De repente, tenía un nuevo nombre.
Aún así, no sabía si podría estar a la altura. Me parecía más bien un alter ego, una representación de un yo más plenamente judío que no había logrado del todo: el yo judío que conoce las oraciones del Shabat, que promete criar a sus hijos como judíos, que sabe preparar un plato de seder, que ayuna en Yom Kippur. No sé cómo realizar la mayoría de los actos judíos tradicionales. No conozco las oraciones del Shabat sin buscarlas en Internet. No pienso criar a mis hijos como judíos sin preguntar. No puedo ayunar en Yom Kippur. Oigo los susurros de otros judíos criticando cómo rezo. Me oigo susurrar: «¿Por qué rezas? No crees realmente en Dios». La mayoría de mis compañeros no han sido judíos. Adorno mi casa para la Navidad. Israel no es un lugar al que llame hogar.
De repente parecía haber una lista en perpetuo crecimiento con todas las formas en las que no era lo suficientemente judía, y temía constantemente no estar a la altura del nombre hebreo que elegí para mí.
Así que hice el acto más judío que se me ocurrió: hacer preguntas.
Y luego seguí con un acto discutiblemente menos judío: hacerme un tatuaje.

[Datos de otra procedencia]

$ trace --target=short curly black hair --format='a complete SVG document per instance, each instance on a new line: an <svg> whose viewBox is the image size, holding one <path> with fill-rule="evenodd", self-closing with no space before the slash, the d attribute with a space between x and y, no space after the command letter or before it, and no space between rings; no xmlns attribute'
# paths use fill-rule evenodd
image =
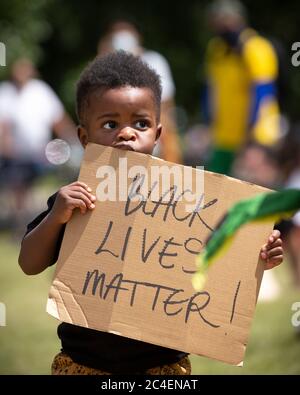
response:
<svg viewBox="0 0 300 395"><path fill-rule="evenodd" d="M162 90L159 75L140 57L129 52L116 51L97 56L82 72L76 87L76 111L79 122L84 123L91 93L98 89L124 86L149 88L153 92L159 120Z"/></svg>

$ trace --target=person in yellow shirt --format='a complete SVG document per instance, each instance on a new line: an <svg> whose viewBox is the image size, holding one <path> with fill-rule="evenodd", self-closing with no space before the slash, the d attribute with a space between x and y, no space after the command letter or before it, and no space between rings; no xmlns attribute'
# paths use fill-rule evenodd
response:
<svg viewBox="0 0 300 395"><path fill-rule="evenodd" d="M216 33L207 47L202 94L214 146L208 170L230 174L235 154L245 144L272 146L278 141L278 61L271 43L247 27L239 1L214 1L208 18Z"/></svg>

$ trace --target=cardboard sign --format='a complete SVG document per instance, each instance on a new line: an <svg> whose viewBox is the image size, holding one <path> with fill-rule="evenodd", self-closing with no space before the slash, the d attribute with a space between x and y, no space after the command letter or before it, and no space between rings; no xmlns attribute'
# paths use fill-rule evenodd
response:
<svg viewBox="0 0 300 395"><path fill-rule="evenodd" d="M193 289L191 277L196 255L227 209L266 190L189 168L193 176L204 176L204 193L192 211L174 198L174 180L167 186L169 196L160 181L160 198L149 191L138 200L141 184L135 192L132 187L141 179L139 169L150 174L162 166L187 170L150 155L88 144L79 180L98 200L110 193L115 201L97 201L85 215L75 210L47 311L75 325L241 364L263 274L259 251L272 224L243 227L210 268L201 292ZM113 180L115 189L108 191Z"/></svg>

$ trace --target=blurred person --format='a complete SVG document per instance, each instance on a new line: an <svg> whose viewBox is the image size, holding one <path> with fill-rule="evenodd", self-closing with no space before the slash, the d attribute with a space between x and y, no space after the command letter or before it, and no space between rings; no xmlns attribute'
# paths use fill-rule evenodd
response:
<svg viewBox="0 0 300 395"><path fill-rule="evenodd" d="M170 162L182 163L181 143L175 120L175 84L167 59L157 51L144 48L141 34L134 24L126 20L112 23L98 43L98 54L117 50L140 56L161 77L163 131L153 154Z"/></svg>
<svg viewBox="0 0 300 395"><path fill-rule="evenodd" d="M21 58L12 65L11 80L0 84L0 180L2 191L13 193L17 225L26 215L33 182L50 169L45 148L52 132L76 144L75 124L37 74L33 63Z"/></svg>
<svg viewBox="0 0 300 395"><path fill-rule="evenodd" d="M281 183L276 152L258 143L250 143L240 151L233 162L232 175L271 189L276 189Z"/></svg>
<svg viewBox="0 0 300 395"><path fill-rule="evenodd" d="M243 145L272 146L280 138L278 61L271 43L247 26L239 1L216 0L207 16L215 33L207 47L202 92L214 144L208 170L230 174Z"/></svg>
<svg viewBox="0 0 300 395"><path fill-rule="evenodd" d="M203 166L211 149L211 136L205 125L192 125L184 134L184 164L186 166Z"/></svg>

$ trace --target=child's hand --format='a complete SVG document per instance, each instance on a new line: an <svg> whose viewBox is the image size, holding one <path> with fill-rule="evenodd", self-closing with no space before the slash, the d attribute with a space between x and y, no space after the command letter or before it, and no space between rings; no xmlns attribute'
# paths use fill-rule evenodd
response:
<svg viewBox="0 0 300 395"><path fill-rule="evenodd" d="M268 242L260 250L260 256L265 261L265 270L273 269L283 260L282 240L279 230L273 230Z"/></svg>
<svg viewBox="0 0 300 395"><path fill-rule="evenodd" d="M60 224L65 224L70 220L75 208L79 208L81 214L85 214L87 209L93 210L96 197L91 191L91 188L80 181L60 188L50 211L51 218Z"/></svg>

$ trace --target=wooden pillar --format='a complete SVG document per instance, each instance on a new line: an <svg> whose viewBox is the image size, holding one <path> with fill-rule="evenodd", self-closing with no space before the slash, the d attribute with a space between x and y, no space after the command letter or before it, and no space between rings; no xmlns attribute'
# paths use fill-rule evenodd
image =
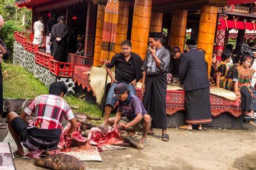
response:
<svg viewBox="0 0 256 170"><path fill-rule="evenodd" d="M121 52L121 43L124 40L127 39L130 2L127 1L119 1L119 6L116 44L115 45L114 52L111 53L110 54L111 58L115 54Z"/></svg>
<svg viewBox="0 0 256 170"><path fill-rule="evenodd" d="M101 66L102 64L100 59L101 52L101 43L102 42L104 14L105 6L98 4L95 43L94 44L93 66Z"/></svg>
<svg viewBox="0 0 256 170"><path fill-rule="evenodd" d="M152 0L135 0L131 42L132 52L144 59L147 54Z"/></svg>
<svg viewBox="0 0 256 170"><path fill-rule="evenodd" d="M152 12L150 18L150 32L161 32L163 13Z"/></svg>
<svg viewBox="0 0 256 170"><path fill-rule="evenodd" d="M205 60L208 63L209 76L211 71L217 17L217 6L205 5L202 7L198 31L198 47L206 52Z"/></svg>
<svg viewBox="0 0 256 170"><path fill-rule="evenodd" d="M178 46L181 51L183 51L184 48L187 16L187 10L174 9L171 29L168 38L168 44L171 47Z"/></svg>
<svg viewBox="0 0 256 170"><path fill-rule="evenodd" d="M95 37L97 6L92 2L88 3L86 26L85 35L85 56L93 57Z"/></svg>

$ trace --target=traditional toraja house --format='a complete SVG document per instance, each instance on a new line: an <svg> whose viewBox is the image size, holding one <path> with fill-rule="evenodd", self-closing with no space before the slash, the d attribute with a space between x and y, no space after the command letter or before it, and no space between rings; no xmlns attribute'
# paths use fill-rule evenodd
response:
<svg viewBox="0 0 256 170"><path fill-rule="evenodd" d="M144 59L150 32L167 33L165 37L167 43L178 46L184 51L186 30L191 28L191 38L196 39L198 47L206 51L205 60L210 66L214 51L218 52L219 56L228 43L230 29L238 30L238 43L244 41L245 30L256 29L254 1L114 0L109 1L112 5L106 7L107 1L18 0L17 6L32 9L32 26L40 16L47 21L53 13L66 16L68 25L76 23L77 32L85 34L85 53L82 57L70 54L70 63L57 62L52 56L39 52L37 46L31 43L31 39L27 38L30 35L16 32L14 63L24 66L46 86L65 78L70 82L75 81L76 89L73 89L76 93L79 88L90 91L92 86L89 77L92 72L88 66L101 66L108 57L120 52L123 40L130 39L132 52ZM115 19L106 16L107 9L118 12ZM184 123L184 113L180 111L185 109L184 93L176 90L170 87L166 96L166 114L171 117L169 119L170 126ZM99 94L92 91L94 94ZM141 97L140 89L137 94ZM219 127L219 121L224 117L229 121L228 127L224 127L240 128L243 116L240 107L234 106L232 97L227 99L218 94L215 92L211 95L212 115L215 121L210 126Z"/></svg>

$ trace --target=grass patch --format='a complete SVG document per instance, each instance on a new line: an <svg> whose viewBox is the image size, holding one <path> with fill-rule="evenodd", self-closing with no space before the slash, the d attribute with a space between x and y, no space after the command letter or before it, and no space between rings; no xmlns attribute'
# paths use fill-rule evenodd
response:
<svg viewBox="0 0 256 170"><path fill-rule="evenodd" d="M22 67L3 63L3 96L13 98L33 98L37 96L48 94L48 89ZM64 99L71 106L78 107L74 112L86 113L93 116L101 116L97 106L74 96L65 97ZM100 122L93 123L99 124Z"/></svg>

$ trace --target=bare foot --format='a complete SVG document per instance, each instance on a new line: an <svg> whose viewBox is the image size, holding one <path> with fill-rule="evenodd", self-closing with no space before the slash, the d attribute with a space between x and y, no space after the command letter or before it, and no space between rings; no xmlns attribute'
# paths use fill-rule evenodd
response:
<svg viewBox="0 0 256 170"><path fill-rule="evenodd" d="M253 121L249 121L248 124L250 124L250 125L252 125L252 126L256 126L256 123L254 123L254 122L253 122Z"/></svg>

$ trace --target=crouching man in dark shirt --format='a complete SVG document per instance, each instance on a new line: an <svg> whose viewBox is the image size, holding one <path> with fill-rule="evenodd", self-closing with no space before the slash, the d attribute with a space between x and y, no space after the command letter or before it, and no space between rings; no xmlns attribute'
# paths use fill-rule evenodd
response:
<svg viewBox="0 0 256 170"><path fill-rule="evenodd" d="M131 52L131 43L129 40L125 40L121 44L121 52L115 54L111 59L110 63L106 64L106 70L111 78L111 87L107 93L105 107L105 119L103 124L107 125L111 112L117 98L112 98L114 88L120 83L127 84L131 94L135 95L137 82L142 77L141 67L142 60L140 57ZM115 67L113 76L111 69Z"/></svg>
<svg viewBox="0 0 256 170"><path fill-rule="evenodd" d="M147 132L151 124L151 117L141 101L130 93L127 85L124 83L120 83L115 87L113 97L119 99L119 104L116 116L109 119L109 124L111 126L120 124L130 136L134 135L135 131L143 129L140 144L146 146Z"/></svg>

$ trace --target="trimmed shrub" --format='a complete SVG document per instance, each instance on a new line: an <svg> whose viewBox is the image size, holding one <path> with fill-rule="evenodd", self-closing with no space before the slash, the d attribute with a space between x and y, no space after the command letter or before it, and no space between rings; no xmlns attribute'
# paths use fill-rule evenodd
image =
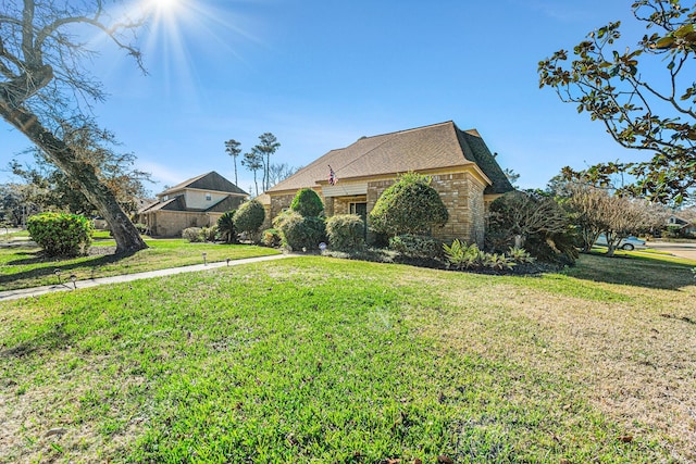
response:
<svg viewBox="0 0 696 464"><path fill-rule="evenodd" d="M203 236L203 241L215 241L217 237L217 226L202 227L200 233Z"/></svg>
<svg viewBox="0 0 696 464"><path fill-rule="evenodd" d="M326 236L333 250L362 250L365 224L356 214L338 214L326 220Z"/></svg>
<svg viewBox="0 0 696 464"><path fill-rule="evenodd" d="M139 233L139 234L147 234L148 233L148 226L147 224L141 224L141 223L137 223L134 224L135 229Z"/></svg>
<svg viewBox="0 0 696 464"><path fill-rule="evenodd" d="M510 247L506 253L512 261L520 264L531 264L536 261L524 248Z"/></svg>
<svg viewBox="0 0 696 464"><path fill-rule="evenodd" d="M511 269L518 262L531 263L534 261L530 253L522 249L510 249L512 255L505 253L486 253L478 249L476 243L467 244L459 239L452 244L444 244L445 261L448 268L455 269L482 269L489 268L493 271Z"/></svg>
<svg viewBox="0 0 696 464"><path fill-rule="evenodd" d="M50 256L76 256L89 250L95 231L91 221L79 214L41 213L30 216L27 229Z"/></svg>
<svg viewBox="0 0 696 464"><path fill-rule="evenodd" d="M319 216L324 211L324 203L319 195L311 188L303 188L297 192L293 202L290 203L290 210L299 213L304 217Z"/></svg>
<svg viewBox="0 0 696 464"><path fill-rule="evenodd" d="M508 192L490 204L487 248L502 252L517 241L546 263L573 264L579 255L568 214L555 199L537 192Z"/></svg>
<svg viewBox="0 0 696 464"><path fill-rule="evenodd" d="M449 213L439 193L431 187L431 178L408 173L388 187L370 212L370 226L375 233L430 235L433 226L444 226Z"/></svg>
<svg viewBox="0 0 696 464"><path fill-rule="evenodd" d="M389 249L409 258L439 259L443 242L430 236L403 234L389 239Z"/></svg>
<svg viewBox="0 0 696 464"><path fill-rule="evenodd" d="M251 241L258 240L259 229L265 221L265 210L259 200L244 203L235 213L234 223L237 233L246 233Z"/></svg>
<svg viewBox="0 0 696 464"><path fill-rule="evenodd" d="M200 227L188 227L182 230L182 238L188 240L191 243L206 241L203 229Z"/></svg>
<svg viewBox="0 0 696 464"><path fill-rule="evenodd" d="M283 244L283 237L278 229L265 229L261 234L261 243L265 247L277 248Z"/></svg>
<svg viewBox="0 0 696 464"><path fill-rule="evenodd" d="M319 243L326 240L326 225L321 217L302 217L288 211L275 218L274 226L281 230L283 244L290 250L316 250Z"/></svg>
<svg viewBox="0 0 696 464"><path fill-rule="evenodd" d="M236 213L236 210L227 211L217 218L217 233L225 243L234 243L237 241L234 221Z"/></svg>
<svg viewBox="0 0 696 464"><path fill-rule="evenodd" d="M484 265L486 253L478 249L476 243L467 243L456 239L451 246L447 243L443 244L445 251L445 261L447 267L453 267L456 269L470 269L477 268Z"/></svg>

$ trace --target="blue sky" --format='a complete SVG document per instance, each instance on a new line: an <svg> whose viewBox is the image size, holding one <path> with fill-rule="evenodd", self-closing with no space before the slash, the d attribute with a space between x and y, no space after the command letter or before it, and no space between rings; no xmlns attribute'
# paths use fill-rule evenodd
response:
<svg viewBox="0 0 696 464"><path fill-rule="evenodd" d="M153 192L209 171L234 181L231 138L248 150L271 131L282 143L272 161L300 166L361 136L450 120L476 128L520 187L543 188L564 165L635 155L539 89L536 73L554 51L631 20L631 3L179 0L140 37L149 75L97 45L110 97L95 114L152 173ZM28 142L1 124L9 161ZM240 167L239 187L251 185Z"/></svg>

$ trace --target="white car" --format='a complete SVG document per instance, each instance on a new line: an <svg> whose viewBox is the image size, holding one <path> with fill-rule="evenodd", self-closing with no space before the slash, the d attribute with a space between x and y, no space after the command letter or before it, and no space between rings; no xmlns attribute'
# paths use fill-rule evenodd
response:
<svg viewBox="0 0 696 464"><path fill-rule="evenodd" d="M607 236L604 234L599 234L599 237L597 237L597 241L595 242L595 244L599 244L601 247L608 247ZM619 242L619 247L617 248L620 248L626 251L632 251L636 249L639 250L643 248L647 248L647 246L645 244L645 240L641 240L637 237L626 237Z"/></svg>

Seré honesto, estaba buscando una excusa para hacerme otro tatuaje, pero éste me pareció el momento adecuado de confusión y conflicto para cimentar mi identidad. Instalado en mi cadera derecha, es un recordatorio diario de quién soy en su totalidad, más allá de mi identidad judía. Necesitaba demostrarme a mí misma que no soy inferior sólo porque no lo sepa todo sobre el judaísmo. Eso no me hace menos judía. De hecho, es una oportunidad para profundizar, tomar decisiones, seguir haciendo las preguntas que me asustan, me inquietan, me confunden, y fomentar esa curiosidad, en el judaísmo y en otros lugares. Y ahora tengo una pequeña piedra de toque para recordarme precisamente eso.
Entonces, ¡hola! Mi nombre es Blair, que significa «campo» en gaélico. Mis padres eligieron ese nombre para mí porque es monosilábico y fácil de deletrear, a pesar de no ser en absoluto irlandés.
Y también me llamo Shoshana, que significa «rosa» en hebreo. Elegí ese nombre para mí porque honra a mi tatarabuela Rosa, a los dos Samuels que trajeron a mi familia a los Estados Unidos, y al compromiso de florecer, dondequiera que esté plantada.
Puedes llamarme simplemente Blair. Sin embargo, no te preocupes. Shoshana no va a ninguna parte. Y tampoco mi tatuaje de rosa.